También Holly buscaba, pero sin alejarse. Zedd se dirigió hacia un lugar despejado y plano. Guiándose por las ramas y los arbustos inclinados o rotos, buscaba cerca del centro del nodo, donde debía de concentrarse el poder. Ann miraba entre las rocas. Zedd la llamó.
La Prelada cogió a Holly de la mano y corrió hacia el viejo mago.
— ¿Qué has encontrado?
Zedd señaló. Incrustado en una hendidura en un bloque redondo de granito, de pie para que no dejaran de verlo, había algo redondo. Ann lo sacó y lo observó, incrédula.
— Es el rada’han de Nathan.
Holly ahogó un grito.
— Oh, Ann, tal vez está muerto. Tal vez la magia lo mató.
Ann examinó el collar. Estaba cerrado.
— No, Holly —la tranquilizó, y le acarició el pelo—. Si hubiera muerto, encontraríamos algún indicio. ¿Qué le habrá pasado?
— ¿Que qué le habrá pasado? —Zedd se rió entre dientes—. Pues que se ha liberado.

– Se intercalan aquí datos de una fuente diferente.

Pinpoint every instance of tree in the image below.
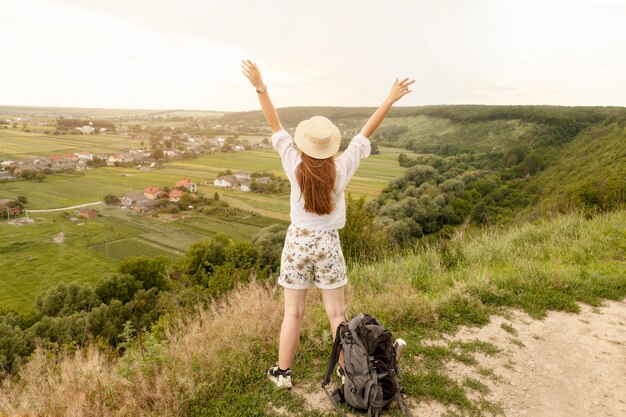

Metió el collar en esa roca para asegurarse de que lo vieras; es su modo de dedicarte un corte de mangas. Nathan quería que supiéramos que se ha quitado el collar él solito. Supongo que enlazó el poder del nodo con el collar, o algo así. Bueno —suspiró—, sea como sea, se ha marchado. Ahora quítame el mío.
Ann bajó la mano con la que sostenía el rada’han y fijó la mirada en la oscuridad.
— Tenemos que encontrarlo.
— Primero quítame el collar como me prometiste, y luego vete a buscarlo. Pero sin mí, desde luego.
Ann sintió que la sangre le hervía.
— Tú te vienes conmigo.
— ¿Qué? ¡Ni hablar! ¡No pienso hacerlo!
— Te digo que vienes.
— ¿Vas a romper tu promesa?
— No, pienso cumplirla tan pronto como encontremos a ese irritante Profeta. No tienes ni idea de los líos que puede llegar a armar.
— Pero ¿para qué me necesitas a mí?— gritó Zedd.
— Vendrás conmigo quieras o no, y no hay más que hablar. Cuando lo encontremos te quitaré el collar. Pero antes no.
Zedd blandió los puños, furioso, mientras Ann iba a por los caballos. Su mirada se dirigió hacia la lejana colina, hacia el grupo de Hermanas que se dirigían al norte. Al llegar junto a los caballos, se agachó delante de Holly.
— Holly, tu primer deber como novicia de las Hermanas de la Luz será cumplir una misión urgente y de vital importancia.
— ¿Qué es, Ann? —preguntó la niña, muy seria.
— Es imperativo que Zedd y yo encontremos a Nathan. Espero que no tardemos mucho, pero debemos darnos prisa, antes de que se aleje demasiado.
— ¡Antes de que se aleje! —vociferó Zedd a su espalda—. Ha tenido horas. Nos lleva demasiada ventaja. A saber dónde estará. No lo alcanzaremos nunca.